Afghanistan, Iran, and Zimbabwe don't mix.
But Obama has a problem - everything he said in his Nobel speech. He mentioned Zimbabwe, albeit briefly, because posture children for human rights abuse and political oppression are hard to ignore. Mugabe is a tyrant just like Saddam Hussein was. Doing nothing contradicts everything Obama advocated, especially standing up when it’s hard.
"Those who seek peace cannot stand idly by as nations arm themselves for nuclear war," he said. "The same principle applies to those who violate international law by brutalizing their own people. When there is genocide in Darfur, systematic rape in Congo or repression in Burma = there must be consequences."
While ignoring Mugabe is pragmatic, the West's condonation contradicts everything America preaches to the Middle East, Africa, and world in general. Zimbabwe doesn’t qualify as a “just” war because Mugabe hasn’t directly attacked America, but because the suffering in Harare is unjust.
We’ve argued that Sudan, if any African state, justifies military/JSOC/CIA intervention because of its 2011 secessional election. This built-in deadline injects the conflict with an urgency not presence in Somalia, the DRC, or humanitarian crises like Zimbabwe.
But the prospect of Mugabe forcing elections in 2011 presents the same situation as Sudan.
If President Obama doesn’t do anything beyond what Bush chose to do, he can expect violence. He can expect bloodshed and death. He can expect Mugabe to hold onto power with his dying grasp, and equally so with those behind him. He can expect this black-eye to shine for six months or a year.
Mugabe wants to hold an election so that he can expel Tsvangirai, with the clear intent that he won’t share power again. Obama has two options here.
He can sponsor and oversee, directly or through the UN, Zimbabwe’s election. Tsvangirai has actually called for a UN election. If he wants it then Obama should make the attempt. Push the UN. Mugabe will resist, but isn’t that the point. What else is the UN for? Not resolving crises?

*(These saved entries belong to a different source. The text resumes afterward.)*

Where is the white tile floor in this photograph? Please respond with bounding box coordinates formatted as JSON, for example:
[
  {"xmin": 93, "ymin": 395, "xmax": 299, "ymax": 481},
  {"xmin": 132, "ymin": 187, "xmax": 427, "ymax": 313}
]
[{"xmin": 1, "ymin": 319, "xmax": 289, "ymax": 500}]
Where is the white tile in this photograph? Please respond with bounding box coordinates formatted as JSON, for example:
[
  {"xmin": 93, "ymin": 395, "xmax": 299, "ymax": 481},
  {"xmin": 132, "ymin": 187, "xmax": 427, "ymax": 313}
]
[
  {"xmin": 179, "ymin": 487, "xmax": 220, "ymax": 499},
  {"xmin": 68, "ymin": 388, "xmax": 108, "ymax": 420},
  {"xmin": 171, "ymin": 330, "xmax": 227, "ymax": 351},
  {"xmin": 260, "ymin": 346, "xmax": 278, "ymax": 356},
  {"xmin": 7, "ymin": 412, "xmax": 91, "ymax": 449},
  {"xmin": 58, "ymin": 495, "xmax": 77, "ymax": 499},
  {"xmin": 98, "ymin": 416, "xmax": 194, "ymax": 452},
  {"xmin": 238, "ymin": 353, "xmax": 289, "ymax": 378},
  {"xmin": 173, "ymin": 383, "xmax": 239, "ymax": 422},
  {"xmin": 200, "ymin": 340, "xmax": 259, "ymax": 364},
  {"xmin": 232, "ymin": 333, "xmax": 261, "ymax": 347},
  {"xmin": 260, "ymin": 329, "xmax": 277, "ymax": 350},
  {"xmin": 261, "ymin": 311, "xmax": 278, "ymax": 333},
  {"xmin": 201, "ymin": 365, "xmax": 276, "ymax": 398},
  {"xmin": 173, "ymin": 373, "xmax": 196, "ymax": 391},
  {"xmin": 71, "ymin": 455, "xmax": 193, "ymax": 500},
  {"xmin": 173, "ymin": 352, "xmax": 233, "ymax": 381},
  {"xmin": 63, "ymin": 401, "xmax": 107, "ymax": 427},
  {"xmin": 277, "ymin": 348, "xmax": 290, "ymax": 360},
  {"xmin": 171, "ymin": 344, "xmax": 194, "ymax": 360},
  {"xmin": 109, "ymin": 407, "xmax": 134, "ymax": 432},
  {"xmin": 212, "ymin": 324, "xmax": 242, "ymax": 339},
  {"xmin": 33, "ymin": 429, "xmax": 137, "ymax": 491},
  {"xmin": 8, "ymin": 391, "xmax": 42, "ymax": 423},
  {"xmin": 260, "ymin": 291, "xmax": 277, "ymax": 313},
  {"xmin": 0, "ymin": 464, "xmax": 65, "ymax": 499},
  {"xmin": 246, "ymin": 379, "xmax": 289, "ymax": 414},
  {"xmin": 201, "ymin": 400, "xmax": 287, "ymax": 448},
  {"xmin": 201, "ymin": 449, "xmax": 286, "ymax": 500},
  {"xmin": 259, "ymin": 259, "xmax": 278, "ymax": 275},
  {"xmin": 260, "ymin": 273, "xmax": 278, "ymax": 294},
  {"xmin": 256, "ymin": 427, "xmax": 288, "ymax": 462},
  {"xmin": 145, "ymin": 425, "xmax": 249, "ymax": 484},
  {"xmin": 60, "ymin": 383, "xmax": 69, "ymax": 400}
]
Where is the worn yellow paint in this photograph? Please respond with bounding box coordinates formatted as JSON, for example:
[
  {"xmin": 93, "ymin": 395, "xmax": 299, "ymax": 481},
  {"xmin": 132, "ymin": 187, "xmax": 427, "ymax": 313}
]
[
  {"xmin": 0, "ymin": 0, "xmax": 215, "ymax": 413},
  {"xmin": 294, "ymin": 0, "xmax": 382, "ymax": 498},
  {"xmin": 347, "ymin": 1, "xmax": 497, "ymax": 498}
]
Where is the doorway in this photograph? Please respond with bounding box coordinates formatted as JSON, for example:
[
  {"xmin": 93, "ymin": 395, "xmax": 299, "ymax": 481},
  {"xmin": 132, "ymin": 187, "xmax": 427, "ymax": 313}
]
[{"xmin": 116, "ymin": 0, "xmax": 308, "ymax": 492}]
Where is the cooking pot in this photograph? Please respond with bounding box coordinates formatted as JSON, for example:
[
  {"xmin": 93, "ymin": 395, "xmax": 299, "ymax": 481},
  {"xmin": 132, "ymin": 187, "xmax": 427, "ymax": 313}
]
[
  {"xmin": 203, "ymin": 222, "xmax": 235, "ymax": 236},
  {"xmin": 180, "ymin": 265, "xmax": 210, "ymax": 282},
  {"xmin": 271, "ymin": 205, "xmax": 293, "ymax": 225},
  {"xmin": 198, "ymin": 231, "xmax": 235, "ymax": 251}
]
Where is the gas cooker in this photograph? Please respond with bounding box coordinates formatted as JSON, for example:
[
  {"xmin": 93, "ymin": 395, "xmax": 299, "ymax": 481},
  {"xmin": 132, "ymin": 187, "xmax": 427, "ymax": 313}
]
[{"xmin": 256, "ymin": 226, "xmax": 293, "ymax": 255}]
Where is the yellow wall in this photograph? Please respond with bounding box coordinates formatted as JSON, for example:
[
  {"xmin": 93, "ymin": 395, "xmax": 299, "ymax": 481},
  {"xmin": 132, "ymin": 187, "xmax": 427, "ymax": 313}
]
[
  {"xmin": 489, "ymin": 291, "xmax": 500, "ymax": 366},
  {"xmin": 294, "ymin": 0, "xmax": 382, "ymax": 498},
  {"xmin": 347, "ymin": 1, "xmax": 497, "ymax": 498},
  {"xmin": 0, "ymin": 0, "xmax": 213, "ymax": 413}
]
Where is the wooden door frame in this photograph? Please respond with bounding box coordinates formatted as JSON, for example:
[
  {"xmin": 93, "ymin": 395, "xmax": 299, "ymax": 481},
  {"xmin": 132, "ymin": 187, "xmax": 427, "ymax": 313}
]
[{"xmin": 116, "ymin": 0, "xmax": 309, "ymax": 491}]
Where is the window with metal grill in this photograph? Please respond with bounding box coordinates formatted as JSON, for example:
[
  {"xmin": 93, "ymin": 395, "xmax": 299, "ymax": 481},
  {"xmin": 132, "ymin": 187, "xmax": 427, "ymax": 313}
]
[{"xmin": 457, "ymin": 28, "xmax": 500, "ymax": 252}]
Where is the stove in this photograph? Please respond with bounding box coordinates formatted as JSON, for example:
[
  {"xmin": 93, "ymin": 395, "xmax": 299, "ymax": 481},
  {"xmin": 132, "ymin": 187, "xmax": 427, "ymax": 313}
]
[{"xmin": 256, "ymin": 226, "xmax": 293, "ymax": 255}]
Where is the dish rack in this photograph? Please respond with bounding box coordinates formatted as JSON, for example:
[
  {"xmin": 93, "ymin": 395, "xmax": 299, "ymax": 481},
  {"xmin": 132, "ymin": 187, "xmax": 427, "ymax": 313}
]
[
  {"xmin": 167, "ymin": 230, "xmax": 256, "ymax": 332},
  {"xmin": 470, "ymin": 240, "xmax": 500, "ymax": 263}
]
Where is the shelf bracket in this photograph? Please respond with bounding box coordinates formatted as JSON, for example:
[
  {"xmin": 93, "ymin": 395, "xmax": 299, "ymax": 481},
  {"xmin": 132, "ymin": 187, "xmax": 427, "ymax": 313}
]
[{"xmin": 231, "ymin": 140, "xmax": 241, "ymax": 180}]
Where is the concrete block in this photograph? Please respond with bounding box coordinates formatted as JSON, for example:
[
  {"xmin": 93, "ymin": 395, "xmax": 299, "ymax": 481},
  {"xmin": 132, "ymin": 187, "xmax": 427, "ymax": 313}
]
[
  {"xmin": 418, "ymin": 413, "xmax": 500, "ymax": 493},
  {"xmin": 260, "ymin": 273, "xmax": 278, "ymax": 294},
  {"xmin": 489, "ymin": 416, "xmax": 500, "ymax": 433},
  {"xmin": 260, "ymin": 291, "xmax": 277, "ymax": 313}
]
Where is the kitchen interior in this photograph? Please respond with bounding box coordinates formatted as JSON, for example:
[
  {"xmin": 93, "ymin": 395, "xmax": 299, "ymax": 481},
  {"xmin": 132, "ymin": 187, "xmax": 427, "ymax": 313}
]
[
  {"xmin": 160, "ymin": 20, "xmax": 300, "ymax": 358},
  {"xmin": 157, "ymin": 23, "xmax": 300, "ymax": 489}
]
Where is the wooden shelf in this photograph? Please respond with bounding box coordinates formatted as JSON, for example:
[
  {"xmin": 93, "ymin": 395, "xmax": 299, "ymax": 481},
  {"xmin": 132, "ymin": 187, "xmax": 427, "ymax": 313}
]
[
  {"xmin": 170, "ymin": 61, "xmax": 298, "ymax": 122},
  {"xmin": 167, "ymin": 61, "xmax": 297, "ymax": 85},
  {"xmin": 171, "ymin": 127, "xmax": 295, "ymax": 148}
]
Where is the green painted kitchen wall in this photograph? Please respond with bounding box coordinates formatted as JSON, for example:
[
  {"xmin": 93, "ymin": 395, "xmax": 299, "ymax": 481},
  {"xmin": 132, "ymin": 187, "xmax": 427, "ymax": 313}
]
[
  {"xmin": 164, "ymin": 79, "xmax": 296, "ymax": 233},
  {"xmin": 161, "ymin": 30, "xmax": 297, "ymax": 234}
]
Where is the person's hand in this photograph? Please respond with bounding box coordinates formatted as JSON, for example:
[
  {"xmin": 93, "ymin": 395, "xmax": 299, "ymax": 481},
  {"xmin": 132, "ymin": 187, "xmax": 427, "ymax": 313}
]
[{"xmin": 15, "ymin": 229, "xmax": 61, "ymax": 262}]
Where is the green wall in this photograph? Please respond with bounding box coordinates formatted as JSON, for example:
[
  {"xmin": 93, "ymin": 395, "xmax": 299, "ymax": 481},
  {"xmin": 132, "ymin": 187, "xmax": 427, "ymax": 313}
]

Back it up if worst comes to worst, and get the AU military involved. The thing about a fair election is that Mugabe would lose in a landslide. The UN failed to prevent a fair election in Afghanistan, but Tsvangirai would be the undisputed winner unlike Karzai. Zimbabwe isn't really at civil war, or any war.
Everyone wants to live in peace except those on top.
Two options are actually one. Hosting the election opens the probability of US/NATO troops, to protect the populace if Mugabe resists and eliminate the necessary targets to install Tsvangirai firmly in power. The presidency is, by the last election, rightfully his and should be after the next. Then sanctions can be lifted and the country can rebuild.
Naturally any military operation would be complex, and political science is based largely on theory. But bloodshed is inevitable without or without action.
The CIA and JSOC would go in first to protect Tsvangirai and open the door for multiple stages of action. Mugabe could be picked off by a drone, or seized by JSOC and tried in a Zimbabwe court; the army must be left intact as must as possible, with Mugabe's private militias disarmed.
If the head can’t be cut off, American military might along with arming elements of the MDC could be enough to rescue Zimbabwe. Just war isn't just about being attacked, but about having no other recourse.
There can be only one - Mugabe or Tsvangirai.